Use the aliyun-log-flume plugin to write and consume log data with Flume - Simple Log Service

Simple Log Service (SLS) provides the aliyun-log-flume plugin to integrate with Apache Flume. You can use this plugin to write log data to SLS from other data sources or consume log data from SLS and ship it to downstream systems such as Hadoop Distributed File System (HDFS) and Kafka.

How it works

Apache Flume uses a Source-Channel-Sink data flow model. The aliyun-log-flume plugin provides a custom Sink and a custom Source that connect SLS to the Flume pipeline:

Sink: Receives data from a Flume Channel and writes it to an SLS Logstore. Use this component when you want to ingest data into SLS from other systems through Flume.
Source: Consumes log data from an SLS Logstore and delivers it into a Flume Channel. Use this component when you want to ship SLS log data to other systems through Flume.

The Channel acts as a buffer between the Source and the Sink. Flume provides built-in channel types such as Memory Channel and File Channel. For more information, see the Apache Flume User Guide.

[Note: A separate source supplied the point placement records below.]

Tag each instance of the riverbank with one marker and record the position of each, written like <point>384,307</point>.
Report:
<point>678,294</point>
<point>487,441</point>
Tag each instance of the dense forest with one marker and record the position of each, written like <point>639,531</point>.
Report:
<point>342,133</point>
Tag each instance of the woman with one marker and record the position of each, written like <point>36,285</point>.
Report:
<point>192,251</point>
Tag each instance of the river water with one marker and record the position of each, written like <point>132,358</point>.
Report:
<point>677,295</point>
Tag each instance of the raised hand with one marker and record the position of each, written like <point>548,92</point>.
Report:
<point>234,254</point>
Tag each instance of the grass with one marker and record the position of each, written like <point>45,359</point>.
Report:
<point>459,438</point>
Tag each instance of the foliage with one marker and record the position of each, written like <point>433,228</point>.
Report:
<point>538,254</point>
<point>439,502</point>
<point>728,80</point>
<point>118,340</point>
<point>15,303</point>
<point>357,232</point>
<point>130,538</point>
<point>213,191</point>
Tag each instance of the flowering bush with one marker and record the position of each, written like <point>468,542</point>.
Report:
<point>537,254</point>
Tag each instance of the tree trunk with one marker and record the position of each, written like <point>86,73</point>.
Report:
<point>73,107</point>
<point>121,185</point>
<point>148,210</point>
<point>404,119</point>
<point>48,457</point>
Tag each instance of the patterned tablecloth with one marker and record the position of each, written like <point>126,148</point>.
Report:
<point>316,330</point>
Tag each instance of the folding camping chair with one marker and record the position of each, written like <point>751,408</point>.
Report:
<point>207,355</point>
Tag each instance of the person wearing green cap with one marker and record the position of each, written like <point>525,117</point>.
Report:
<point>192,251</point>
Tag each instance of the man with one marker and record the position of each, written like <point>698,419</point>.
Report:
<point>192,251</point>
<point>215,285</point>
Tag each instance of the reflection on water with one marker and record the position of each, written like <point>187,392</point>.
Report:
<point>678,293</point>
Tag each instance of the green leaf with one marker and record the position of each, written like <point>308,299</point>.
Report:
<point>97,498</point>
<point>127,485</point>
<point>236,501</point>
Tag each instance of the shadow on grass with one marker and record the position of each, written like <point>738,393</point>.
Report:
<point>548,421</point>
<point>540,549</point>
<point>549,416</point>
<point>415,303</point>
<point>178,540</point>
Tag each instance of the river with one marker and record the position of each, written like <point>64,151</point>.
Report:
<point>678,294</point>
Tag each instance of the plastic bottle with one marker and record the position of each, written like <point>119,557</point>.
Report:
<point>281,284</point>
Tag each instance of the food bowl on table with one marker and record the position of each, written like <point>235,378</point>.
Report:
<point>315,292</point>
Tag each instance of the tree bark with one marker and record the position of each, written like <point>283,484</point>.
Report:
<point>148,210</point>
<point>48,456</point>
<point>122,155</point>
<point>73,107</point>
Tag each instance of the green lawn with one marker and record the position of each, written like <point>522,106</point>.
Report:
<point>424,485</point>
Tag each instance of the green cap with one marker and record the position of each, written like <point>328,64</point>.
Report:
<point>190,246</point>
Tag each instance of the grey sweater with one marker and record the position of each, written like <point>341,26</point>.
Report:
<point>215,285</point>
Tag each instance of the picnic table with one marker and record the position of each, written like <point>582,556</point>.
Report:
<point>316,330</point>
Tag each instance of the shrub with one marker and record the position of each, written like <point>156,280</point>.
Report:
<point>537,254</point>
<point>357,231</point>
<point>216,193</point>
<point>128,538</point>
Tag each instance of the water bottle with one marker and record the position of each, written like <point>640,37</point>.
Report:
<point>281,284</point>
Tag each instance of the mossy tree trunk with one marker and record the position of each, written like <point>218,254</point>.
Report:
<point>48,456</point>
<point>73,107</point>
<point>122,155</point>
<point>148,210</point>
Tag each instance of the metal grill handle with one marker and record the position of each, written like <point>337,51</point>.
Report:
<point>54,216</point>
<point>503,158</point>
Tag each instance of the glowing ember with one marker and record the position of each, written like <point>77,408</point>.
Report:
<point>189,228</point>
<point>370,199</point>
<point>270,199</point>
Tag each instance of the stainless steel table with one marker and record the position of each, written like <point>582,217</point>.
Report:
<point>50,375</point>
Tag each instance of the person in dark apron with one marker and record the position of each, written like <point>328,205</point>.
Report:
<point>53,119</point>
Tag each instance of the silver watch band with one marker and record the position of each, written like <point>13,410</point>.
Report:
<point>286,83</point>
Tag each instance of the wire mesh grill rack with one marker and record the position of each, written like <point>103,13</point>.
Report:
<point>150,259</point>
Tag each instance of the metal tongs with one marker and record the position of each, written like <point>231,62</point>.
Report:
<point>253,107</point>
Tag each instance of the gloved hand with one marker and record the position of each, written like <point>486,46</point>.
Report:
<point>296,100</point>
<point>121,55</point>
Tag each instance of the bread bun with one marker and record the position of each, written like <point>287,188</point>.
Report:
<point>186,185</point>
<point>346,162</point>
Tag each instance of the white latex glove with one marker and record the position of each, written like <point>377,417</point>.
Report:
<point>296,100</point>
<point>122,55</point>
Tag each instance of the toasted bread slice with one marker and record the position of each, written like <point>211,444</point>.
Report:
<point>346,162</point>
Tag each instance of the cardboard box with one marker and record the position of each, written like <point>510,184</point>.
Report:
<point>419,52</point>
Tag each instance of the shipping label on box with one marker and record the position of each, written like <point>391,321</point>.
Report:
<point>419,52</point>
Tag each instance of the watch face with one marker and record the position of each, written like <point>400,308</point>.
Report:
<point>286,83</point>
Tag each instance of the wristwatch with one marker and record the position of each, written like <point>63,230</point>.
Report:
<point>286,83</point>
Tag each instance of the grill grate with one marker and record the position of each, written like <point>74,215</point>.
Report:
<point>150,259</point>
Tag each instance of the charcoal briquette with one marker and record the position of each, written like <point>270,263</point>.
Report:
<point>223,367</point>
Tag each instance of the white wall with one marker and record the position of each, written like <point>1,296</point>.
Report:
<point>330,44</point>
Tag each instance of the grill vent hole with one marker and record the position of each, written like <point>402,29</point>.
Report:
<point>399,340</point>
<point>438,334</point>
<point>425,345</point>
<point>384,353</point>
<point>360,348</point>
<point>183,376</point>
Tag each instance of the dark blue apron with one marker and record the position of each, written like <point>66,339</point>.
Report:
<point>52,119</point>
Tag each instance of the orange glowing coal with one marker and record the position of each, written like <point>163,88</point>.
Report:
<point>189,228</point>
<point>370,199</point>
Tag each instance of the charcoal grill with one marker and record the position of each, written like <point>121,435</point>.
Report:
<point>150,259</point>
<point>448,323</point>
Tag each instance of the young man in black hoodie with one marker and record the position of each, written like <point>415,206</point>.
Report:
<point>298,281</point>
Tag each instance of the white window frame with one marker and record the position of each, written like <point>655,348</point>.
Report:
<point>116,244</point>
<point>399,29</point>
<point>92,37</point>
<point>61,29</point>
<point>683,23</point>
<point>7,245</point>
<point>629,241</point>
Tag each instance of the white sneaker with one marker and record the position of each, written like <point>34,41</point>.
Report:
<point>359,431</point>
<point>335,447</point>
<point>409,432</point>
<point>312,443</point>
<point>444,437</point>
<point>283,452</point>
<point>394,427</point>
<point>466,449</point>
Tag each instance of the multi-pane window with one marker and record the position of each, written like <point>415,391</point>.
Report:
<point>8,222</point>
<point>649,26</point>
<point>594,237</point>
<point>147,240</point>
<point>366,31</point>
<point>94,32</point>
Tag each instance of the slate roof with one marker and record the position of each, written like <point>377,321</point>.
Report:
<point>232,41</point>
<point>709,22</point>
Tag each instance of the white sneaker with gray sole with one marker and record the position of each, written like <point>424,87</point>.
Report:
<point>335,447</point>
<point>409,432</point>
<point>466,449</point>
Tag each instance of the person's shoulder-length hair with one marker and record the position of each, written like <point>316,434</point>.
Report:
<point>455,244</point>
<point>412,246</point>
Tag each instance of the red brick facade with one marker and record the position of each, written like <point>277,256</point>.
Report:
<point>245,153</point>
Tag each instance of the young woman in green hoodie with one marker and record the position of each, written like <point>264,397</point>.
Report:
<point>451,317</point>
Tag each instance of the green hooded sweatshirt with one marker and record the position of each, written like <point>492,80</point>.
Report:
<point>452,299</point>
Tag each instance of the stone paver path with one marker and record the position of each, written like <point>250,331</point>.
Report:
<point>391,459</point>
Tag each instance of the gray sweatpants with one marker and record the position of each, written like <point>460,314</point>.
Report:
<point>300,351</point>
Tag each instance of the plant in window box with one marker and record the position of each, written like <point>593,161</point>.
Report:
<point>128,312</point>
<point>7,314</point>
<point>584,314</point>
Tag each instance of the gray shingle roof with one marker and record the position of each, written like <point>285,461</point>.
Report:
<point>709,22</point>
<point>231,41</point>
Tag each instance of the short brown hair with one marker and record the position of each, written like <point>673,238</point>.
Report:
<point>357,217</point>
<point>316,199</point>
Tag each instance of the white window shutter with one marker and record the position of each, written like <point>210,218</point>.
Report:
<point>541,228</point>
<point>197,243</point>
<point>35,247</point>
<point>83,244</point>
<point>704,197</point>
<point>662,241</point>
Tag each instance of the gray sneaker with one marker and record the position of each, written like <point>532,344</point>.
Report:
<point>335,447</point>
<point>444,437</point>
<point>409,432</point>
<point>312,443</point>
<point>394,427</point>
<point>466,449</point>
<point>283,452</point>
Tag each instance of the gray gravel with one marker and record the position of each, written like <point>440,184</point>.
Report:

For the plugin source code and release notes, see aliyun-log-flume on GitHub.

Prerequisites

Before you begin, make sure that the following requirements are met:

Java: JDK 1.8 or later is installed.
Apache Flume: Flume 1.8.0 or later is installed. To download Flume, see the Apache Flume download page.
SLS resources: An SLS project and Logstore are created. For more information, see the SLS documentation.
AccessKey pair: An AccessKey ID and AccessKey secret are obtained. For security, we recommend that you use the AccessKey pair of a RAM user. For more information, see AccessKey pair.

Install the plugin

Download and install Flume. For more information, see the Apache Flume download page.
Download the aliyun-log-flume plugin JAR file and save it to the <FLUME_HOME>/lib directory. Download link: aliyun-log-flume-1.9.jar
Create a configuration file named flumejob.conf in the <FLUME_HOME>/conf directory. For Sink configuration, see Configure a Sink. For Source configuration, see Configure a Source.

Start Flume.

   bin/flume-ng agent -n agent -c conf -f conf/flumejob.conf

Configure a Sink

Use the SLS Sink to write data from other systems into an SLS Logstore through Flume. The Sink supports three serialization modes for converting Flume events into SLS log entries:

Mode	Behavior
SIMPLE	Each Flume event body is written to SLS as a single field.
DELIMITED	Each Flume event body is split into fields based on a delimiter and mapped to configured column names.
JSON	Each Flume event body is parsed as JSON.

Sink parameters

Connection parameters

Parameter	Required	Description
type	Yes	The Sink type. Set this to `com.aliyun.loghub.flume.sink.LoghubSink`.
endpoint	Yes	The endpoint of the SLS project. Example: `http://cn-qingdao.log.aliyuncs.com`. Select an endpoint based on the region of your project. For more information, see Endpoints.
project	Yes	The name of the SLS project.
logstore	Yes	The name of the Logstore.
accessKeyId	Yes	The AccessKey ID of your Alibaba Cloud account or RAM user. We recommend that you use the AccessKey pair of a RAM user. For more information, see AccessKey pair.
accessKey	Yes	The AccessKey secret of your Alibaba Cloud account or RAM user. We recommend that you use the AccessKey pair of a RAM user. For more information, see AccessKey pair.

Batching parameters

Parameter	Required	Description
batchSize	No	The number of log entries to write to SLS in a single batch. Default value: `1000`.
maxBufferSize	No	The maximum number of log entries allowed in the internal buffer queue. Default value: `1000`.

Serialization parameters

Parameter	Required	Description
serializer	No	The serialization mode for converting Flume events into SLS log entries. Valid values: SIMPLE (default), DELIMITED, JSON, or a fully qualified custom serializer class name.
columns	No	A comma-separated list of column names. Required when `serializer` is set to DELIMITED. Columns are mapped to fields in the order they appear in each record.
separatorChar	No	The delimiter character used to split fields. Must be a single character. Required when `serializer` is set to DELIMITED. Default value: `,` (comma).
quoteChar	No	The quote character used to enclose fields. Required when `serializer` is set to DELIMITED. Default value: `"` (double quotation mark).
escapeChar	No	The escape character. Required when `serializer` is set to DELIMITED. Default value: `"` (double quotation mark).

Timestamp parameter

Parameter	Required	Description
useRecordTime	No	Specifies whether to use the timestamp field in the data entries as the log time when writing to SLS. Default value: `false`. When set to `false`, the current system time is used as the log time.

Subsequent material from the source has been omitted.